Traitement des déchets aprés leur arrivée dans l'environnement : la bioremédiation


- La bioremédiation, le principe

La bioremédiation utilise des systèmes biologiques (micro-organismes ou plantes) pour dépolluer tous les types de milieux : l'air, l'eau ou le sol.

Les micro-organismes utilisent des produits polluants comme source de matière et d'énergie. Normalement, la dégradation doit être complète et aboutir à une détoxification totale du milieu, avec une minéralisation complète des polluants (dioxyde de carbone, eau et sels minéraux).

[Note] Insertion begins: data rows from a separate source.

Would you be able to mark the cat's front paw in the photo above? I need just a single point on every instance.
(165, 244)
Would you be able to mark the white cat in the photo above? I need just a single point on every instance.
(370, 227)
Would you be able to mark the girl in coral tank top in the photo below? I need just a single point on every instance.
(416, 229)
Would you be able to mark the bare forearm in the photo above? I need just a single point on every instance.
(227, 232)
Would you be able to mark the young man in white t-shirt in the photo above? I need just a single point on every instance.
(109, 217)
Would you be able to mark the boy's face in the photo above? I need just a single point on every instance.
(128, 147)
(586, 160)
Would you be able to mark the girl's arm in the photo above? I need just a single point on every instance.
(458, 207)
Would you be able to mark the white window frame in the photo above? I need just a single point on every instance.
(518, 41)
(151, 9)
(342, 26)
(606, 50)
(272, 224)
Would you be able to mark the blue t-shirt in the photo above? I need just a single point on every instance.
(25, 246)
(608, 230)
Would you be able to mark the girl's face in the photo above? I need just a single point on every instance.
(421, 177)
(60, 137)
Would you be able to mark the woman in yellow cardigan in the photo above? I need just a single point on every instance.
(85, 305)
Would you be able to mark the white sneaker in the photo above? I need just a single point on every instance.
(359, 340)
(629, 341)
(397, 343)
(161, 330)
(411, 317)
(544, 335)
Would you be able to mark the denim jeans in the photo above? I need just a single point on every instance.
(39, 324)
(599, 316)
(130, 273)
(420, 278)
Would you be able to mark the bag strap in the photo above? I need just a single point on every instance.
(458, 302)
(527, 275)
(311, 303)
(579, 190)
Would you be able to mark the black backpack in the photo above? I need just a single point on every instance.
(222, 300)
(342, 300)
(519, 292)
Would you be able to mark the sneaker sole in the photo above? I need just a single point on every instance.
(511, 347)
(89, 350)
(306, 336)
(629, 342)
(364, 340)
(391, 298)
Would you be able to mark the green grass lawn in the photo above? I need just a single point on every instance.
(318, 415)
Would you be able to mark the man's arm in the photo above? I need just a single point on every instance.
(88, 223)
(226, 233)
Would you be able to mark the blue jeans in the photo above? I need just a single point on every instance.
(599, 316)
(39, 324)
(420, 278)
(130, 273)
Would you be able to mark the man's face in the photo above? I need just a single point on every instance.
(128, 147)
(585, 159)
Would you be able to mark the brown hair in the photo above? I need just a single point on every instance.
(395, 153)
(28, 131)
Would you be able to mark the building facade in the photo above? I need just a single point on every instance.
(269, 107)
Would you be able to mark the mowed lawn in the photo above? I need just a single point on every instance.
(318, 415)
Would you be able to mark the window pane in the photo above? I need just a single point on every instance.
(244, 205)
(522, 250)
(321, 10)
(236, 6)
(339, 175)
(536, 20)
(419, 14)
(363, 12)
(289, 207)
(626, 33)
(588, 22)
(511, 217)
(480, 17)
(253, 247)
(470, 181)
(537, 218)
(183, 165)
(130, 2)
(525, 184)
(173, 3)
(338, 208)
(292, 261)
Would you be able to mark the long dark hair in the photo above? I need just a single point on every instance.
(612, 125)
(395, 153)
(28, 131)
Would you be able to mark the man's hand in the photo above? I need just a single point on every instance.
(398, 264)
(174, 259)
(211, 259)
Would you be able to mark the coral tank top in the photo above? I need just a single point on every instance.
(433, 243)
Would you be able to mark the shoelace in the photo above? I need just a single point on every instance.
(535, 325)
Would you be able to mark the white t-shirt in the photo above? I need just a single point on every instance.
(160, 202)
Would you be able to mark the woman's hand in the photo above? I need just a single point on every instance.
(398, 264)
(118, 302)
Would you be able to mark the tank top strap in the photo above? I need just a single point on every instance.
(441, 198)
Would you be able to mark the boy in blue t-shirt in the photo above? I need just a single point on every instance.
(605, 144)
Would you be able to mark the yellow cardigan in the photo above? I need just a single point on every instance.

Souvent, la dégradation est incomplète et aboutit à des produits intermédiaires eux-mêmes toxiques non seulement pour les micro-organismes, mais aussi pour les plantes et les animaux, donc pour l'environnement.

- Cas de la dégradation des hydrocarbures

Les rivages souillés par la marée noire, apparue en 1989, en Alaska à la suite de l'accident d'un pétrolier géant, l'EXXON VALDEZ, ainsi qu'en 1999 sur les côtes de Bretagne et de Vendée lors du naufrage de l'ERIKA, ont été nettoyés par diverses techniques, dont l'emploi de micro-organismes.


Les techniques de remédiation n'ont pas encore permis de remplacer l'action directe des hommes (pollution de l'Erika).



Indiquer en quoi consiste le phénomène de bioremédiation.




- Traitement des lisiers de porcs et de volailles

Lors d'une expérimentation, l'ajout d'une enzyme capable de digérer les phytates qui sont la source des phosphates retrouvés dans les excréments de porcs et de poules, a été très efficace. Les phosphates, présents dans les lisiers répandus avant les labours, ont diminué de 30 %.

- Traitement des eaux usées et des décharges

Des plantes vertes sont utilisées pour éliminer les pollutions présentes dans le sol par extraction au niveau des racines ou production par les racines de substances activant le travail des micro-organismes. Il y a alors phytoremédiation. Par exemple, extraction de métaux lourds tels que Pb et Cr par la culture de Brassica juncea, de la jacinthe d'eau (Eichhornia crassipes).


Jacinthe d'eau

Brassica juncea


- Les directions de la recherche en bioremédiation

Elles sont multiples. On peut par exemple :

- établir une zone tampon capable de capter la pollution (engrais, pesticides, herbicides, ...) entre un champ cultivé et un cours d'eau ;


Des rangées de peupliers sont souvent plantées entre cultures et cours d'eau.



Quel peut être l'intérêt de ces plantations qui occupent de
l'espace cultivable ?





- revégétaliser une décharge ;

- dégrader des polluants, tels que fuels et solvants divers, présents dans le sol, soit en améliorant l'utilisation d'enzymes spécifiques dégradant les principaux polluants, soit par une sélection des végétaux les plus efficaces, soit par sélection des variétés de plantes transgéniques les plus résistantes aux milieux polluants, et hyper-accumulatrices de substances polluantes. C'est le cas le la phytovolatilisation : extraction d'éléments du sol (sélénium, mercure, ...) et dispersion de ceux-ci sous forme gazeuse dans l'environnement racinaire ou du feuillage.

Exemple : élimination du mercure grâce à des arabettes transgéniques dans le génome desquelles ont été introduits les gènes de bactéries capables de survivre dans un environnement renfermant des composés organiques à base de mercure, milieu très toxique pour les plantes. Les enzymes, codées par ces gènes, permettent la transformation des composés mercurés avec libération de l'élément mercure, moins toxique, peu assimilable et volatile, qui traverse les parois cellulaires et part dans l'atmosphère.



Rechercher les avantages et les inconvénients que peuvent présenter pour l'environnement les phénomènes de photomultiplicatrice.